Phase 2: Abstention Training with Reinforcement Learning (Experimental)
Warning: This is an experimental feature and is subject to significant changes. Its API and behavior are not yet stable.
Introduction
This document describes the Phase 2 training process for Linnaeus models, which focuses on augmenting a pre-trained "expert" classifier (from Phase 1) with the ability to abstain (predict "null") when faced with ambiguous or insufficient input. This is achieved by framing the hierarchical classification task as a sequential decision-making problem and leveraging Reinforcement Learning (RL).
The primary goal is to equip the classifier to "know when it doesn't know," enhancing reliability in scientific applications where acknowledging uncertainty is critical.
Theoretical Approach (RL Framework Summary)
The core idea is to treat the classification process, from coarser to finer taxonomic ranks, as an agent making a sequence of decisions.
- Sequential Decisions: At each taxonomic rank
L
(e.g., Family), the agent (our model) observes the input (image, metadata) and potentially its previous predictions at higher ranks. It then chooses an action:- Commit: Select a specific taxon
t_i
from the available taxa at rankL
. - Abstain: Predict "null" for rank
L
, typically terminating classification down this branch.
- Commit: Select a specific taxon
- RL Environment Components:
- States (S): Represented by input features, current rank, and prediction history.
- Actions (A):
Predict_Taxon_i
orAbstain_L
. - Transitions (P): Moving to the next rank upon commitment or terminating upon abstention.
- Rewards (R): Defined to encourage correct classifications and correct abstentions, while penalizing misclassifications and incorrect abstentions (either abstaining when a label was clear, or predicting when abstention was appropriate).
- Policy (π): The RL agent learns a policy
π(a|s)
that dictates the action to take in a given state.
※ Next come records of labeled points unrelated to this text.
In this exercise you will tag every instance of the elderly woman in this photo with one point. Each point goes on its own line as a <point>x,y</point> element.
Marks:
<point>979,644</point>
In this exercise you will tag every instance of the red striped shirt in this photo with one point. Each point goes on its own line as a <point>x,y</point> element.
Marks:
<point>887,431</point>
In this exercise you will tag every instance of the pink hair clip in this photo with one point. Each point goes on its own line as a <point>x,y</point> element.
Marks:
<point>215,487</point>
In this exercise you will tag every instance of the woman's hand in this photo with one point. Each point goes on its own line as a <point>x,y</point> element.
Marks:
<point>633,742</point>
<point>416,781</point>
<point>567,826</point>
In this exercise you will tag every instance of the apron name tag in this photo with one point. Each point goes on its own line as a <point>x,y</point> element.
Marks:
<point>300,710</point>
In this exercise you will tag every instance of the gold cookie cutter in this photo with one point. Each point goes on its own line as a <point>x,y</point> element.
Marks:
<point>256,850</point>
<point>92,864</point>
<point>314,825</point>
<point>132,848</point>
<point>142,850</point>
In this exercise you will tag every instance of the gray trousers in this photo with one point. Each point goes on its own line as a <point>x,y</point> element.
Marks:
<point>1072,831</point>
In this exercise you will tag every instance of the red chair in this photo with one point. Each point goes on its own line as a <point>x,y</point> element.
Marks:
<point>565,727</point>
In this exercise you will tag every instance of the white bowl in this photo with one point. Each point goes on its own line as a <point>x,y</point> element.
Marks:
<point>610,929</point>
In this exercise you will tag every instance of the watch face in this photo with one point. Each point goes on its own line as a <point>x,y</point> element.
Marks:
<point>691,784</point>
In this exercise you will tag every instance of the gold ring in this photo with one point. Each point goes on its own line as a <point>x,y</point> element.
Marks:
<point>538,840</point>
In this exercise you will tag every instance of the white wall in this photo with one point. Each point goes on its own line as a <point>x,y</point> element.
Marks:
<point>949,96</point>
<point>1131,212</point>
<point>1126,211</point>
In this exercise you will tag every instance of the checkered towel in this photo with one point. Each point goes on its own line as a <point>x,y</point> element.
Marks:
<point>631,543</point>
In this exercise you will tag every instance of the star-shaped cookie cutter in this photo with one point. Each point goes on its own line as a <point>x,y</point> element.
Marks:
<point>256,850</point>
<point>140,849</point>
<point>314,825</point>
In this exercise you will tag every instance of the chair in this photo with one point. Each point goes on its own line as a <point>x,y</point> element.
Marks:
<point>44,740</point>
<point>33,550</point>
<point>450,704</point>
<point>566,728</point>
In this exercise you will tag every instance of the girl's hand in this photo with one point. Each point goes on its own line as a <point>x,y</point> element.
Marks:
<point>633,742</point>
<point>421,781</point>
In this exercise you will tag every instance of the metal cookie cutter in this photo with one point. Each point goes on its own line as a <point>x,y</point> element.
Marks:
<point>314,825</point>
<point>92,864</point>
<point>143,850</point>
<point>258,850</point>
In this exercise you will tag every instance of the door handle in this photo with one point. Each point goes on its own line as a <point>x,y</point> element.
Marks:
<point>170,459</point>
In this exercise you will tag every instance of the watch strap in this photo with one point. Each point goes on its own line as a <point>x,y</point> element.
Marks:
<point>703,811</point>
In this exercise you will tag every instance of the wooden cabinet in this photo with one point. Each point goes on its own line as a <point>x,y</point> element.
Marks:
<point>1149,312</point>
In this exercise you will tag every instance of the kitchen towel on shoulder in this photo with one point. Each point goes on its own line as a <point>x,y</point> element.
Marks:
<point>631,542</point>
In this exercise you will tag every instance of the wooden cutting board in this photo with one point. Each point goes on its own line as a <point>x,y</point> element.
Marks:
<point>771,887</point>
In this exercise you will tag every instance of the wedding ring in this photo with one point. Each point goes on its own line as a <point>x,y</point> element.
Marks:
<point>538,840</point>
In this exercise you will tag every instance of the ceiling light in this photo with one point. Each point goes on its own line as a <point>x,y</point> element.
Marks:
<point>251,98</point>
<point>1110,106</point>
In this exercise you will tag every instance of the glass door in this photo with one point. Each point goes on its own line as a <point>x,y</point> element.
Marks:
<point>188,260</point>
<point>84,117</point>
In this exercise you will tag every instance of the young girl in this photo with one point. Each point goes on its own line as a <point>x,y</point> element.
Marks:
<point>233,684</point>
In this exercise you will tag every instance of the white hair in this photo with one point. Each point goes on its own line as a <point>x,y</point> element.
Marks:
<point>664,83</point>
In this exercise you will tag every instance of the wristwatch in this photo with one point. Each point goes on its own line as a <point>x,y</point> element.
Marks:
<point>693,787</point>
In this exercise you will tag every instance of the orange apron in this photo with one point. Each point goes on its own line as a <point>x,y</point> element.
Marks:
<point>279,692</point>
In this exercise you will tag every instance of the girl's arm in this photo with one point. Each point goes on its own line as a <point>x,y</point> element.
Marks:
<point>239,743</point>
This is our Linnaeus model, fine-tuned with RL.
The objective is to learn a policy that maximizes the expected cumulative reward.
Implementation Overview
The RL-based abstention training is built upon the linnaeus.rl_env
module and driven by the linnaeus/rl_train_abstention.py
script.
linnaeus.rl_env
Module
This module provides the necessary components for the RL training loop:
TaxonomicClassificationEnv
: Agymnasium.Env
compatible environment.- Modes:
sequential
: The agent predicts one rank at a time. Abstention at a rank terminates the episode for that sample.multitask
: The agent predicts all ranks simultaneously in a single step.
- Observation Space: Typically includes the input
image
and, for sequential mode, thecurrent_rank_index
. - Action Space:
- Sequential:
gymnasium.spaces.Discrete
, where actions are class indices for the current rank, with the last index reserved for "abstain." The size is based on the maximum number of classes at any rank + 1. - Multitask:
gymnasium.spaces.MultiDiscrete
, a vector of discrete actions, one for each rank (each component beingnum_classes_at_rank + 1
).
- Sequential:
- Modes:
LinnaeusRLProblemProvider
:- Uses an instance of
linnaeus.h5data.h5dataloader.H5DataLoader
to fetch image samples and their corresponding ground truth labels. - Relies on
linnaeus.utils.taxonomy.taxonomy_tree.TaxonomyTree
for understanding the rank order. - Prepares observations for the environment and extracts ground truth labels suitable for RL (mapping supervised "null" indices to
None
).
- Uses an instance of
TaxonomicRLVerifier
:- Receives the agent's predictions and the ground truth.
- Uses a configured
AbstentionRewardFunction
to calculate the scalar reward signal.
reward_functions.py
:AbstentionRewardFunction
(Abstract Base Class).SimpleAbstentionReward
: Assigns per-rank rewards/penalties for correct/incorrect classifications and abstentions.EpisodeOutcomeReward
: Provides a sparse reward based on the overall correctness of the classification chain.
policies.py
:LinnaeusPolicyWrapper
: Wraps a pre-trained LinnaeusBaseModel
. It adds a value head (for actor-critic algorithms like PPO) and provides methods to get action distributions and value estimates from observations.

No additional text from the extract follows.